Target people or companies when you arrive early and plan for whom you want to interact. Target 3-4 solid connections for each hour you are at the engagement. This does not mean you can only speak with 3-4 people, but focus on quality over quantity. Collecting business cards is one thing…getting the perhaps few cards of people who can be a collaborator, is another. This is communicating versus networking.
Work the room. Yes, work it! This is where you take on the role of a host or co-host. This is not to say you take credit for the event or the party, rather you make it a point to welcome others and introduce them with a firm, quick handshake of 2-4 pumps of the hand, and interested, interactive conversation. When you appear as the person to meet, you become the person to meet.
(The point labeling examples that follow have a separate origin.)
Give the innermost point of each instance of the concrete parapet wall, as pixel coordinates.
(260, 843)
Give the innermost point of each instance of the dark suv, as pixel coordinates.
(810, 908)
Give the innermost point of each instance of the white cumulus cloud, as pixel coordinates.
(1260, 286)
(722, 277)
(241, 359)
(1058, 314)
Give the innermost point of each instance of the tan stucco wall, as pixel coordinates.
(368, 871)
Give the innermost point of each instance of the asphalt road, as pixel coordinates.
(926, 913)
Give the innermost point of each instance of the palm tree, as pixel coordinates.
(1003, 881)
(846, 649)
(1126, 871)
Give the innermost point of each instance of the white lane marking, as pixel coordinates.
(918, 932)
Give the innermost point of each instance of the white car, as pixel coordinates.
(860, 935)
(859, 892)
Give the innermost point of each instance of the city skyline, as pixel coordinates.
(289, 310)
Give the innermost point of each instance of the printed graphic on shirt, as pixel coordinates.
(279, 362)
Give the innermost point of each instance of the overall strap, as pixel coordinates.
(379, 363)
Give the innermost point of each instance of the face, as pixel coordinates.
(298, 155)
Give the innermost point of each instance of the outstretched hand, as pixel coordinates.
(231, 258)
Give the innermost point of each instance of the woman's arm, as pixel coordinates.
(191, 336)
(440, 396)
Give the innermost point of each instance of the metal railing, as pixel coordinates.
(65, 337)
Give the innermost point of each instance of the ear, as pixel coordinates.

Even though you are looking to advance in your area(s) of life focus and move forward with your approach or business at each networking event you attend, make sure you devote equal time and attention to listening to and learning about the other people you meet. They may also have areas of life focus and business plans, and good communication is a two-way street. If your experience can assist someone else is attaining his/her goal, they will be much more likely to assist you with your focus/goals. Make an offer to follow through with information, a contact or something else, and you will endear yourself to that person. When you follow up with him or her in the future, you are now a welcomed call, e-mail or letter coming across his or her desk, rather than another person just looking for a favor. This is a value position that must be sincere in the offer and quick in the execution.
You have made the new contact and figured out a value-added connection you can provide. Now be sure to reach back out to him or her after the event. Typically, a follow through outreach within 24 hours is optimal. Keep in mind, a phone call can appear pushy, and an e-mail can be impersonal. Contrarily, a handwritten note is quite personal, and a note with a relevant article or bit of information is a real connection (if you have agreed to follow up via phone or email do that, but if there is no commitment, go for the personal note). Think about it…how many people display, or even save, phone messages or emails? Not many. However, many of us keep handwritten notes as keepsakes because they create a personal connection.
It has been stated that you must network regularly…not just when you need something. Networking is a function that you must constantly keep on your weekly to-do lists, not just something to do if you need a new job or referral. Keep also stands for keeping in touch and keeping your word. When a person says he or she will be somewhere or do something on a particular date and then lets it slide, this becomes memorable for all the wrong reasons. Keeping up with your commitments keeps progress on your personal and professional goals heading in the right direction!
Make the most of your full-time, full contact “sport” of NETWORKing. Have fun, make connections, and look for the value in your efforts. I’ll see you at an event…engaged in conversation, and engaging others to do the same!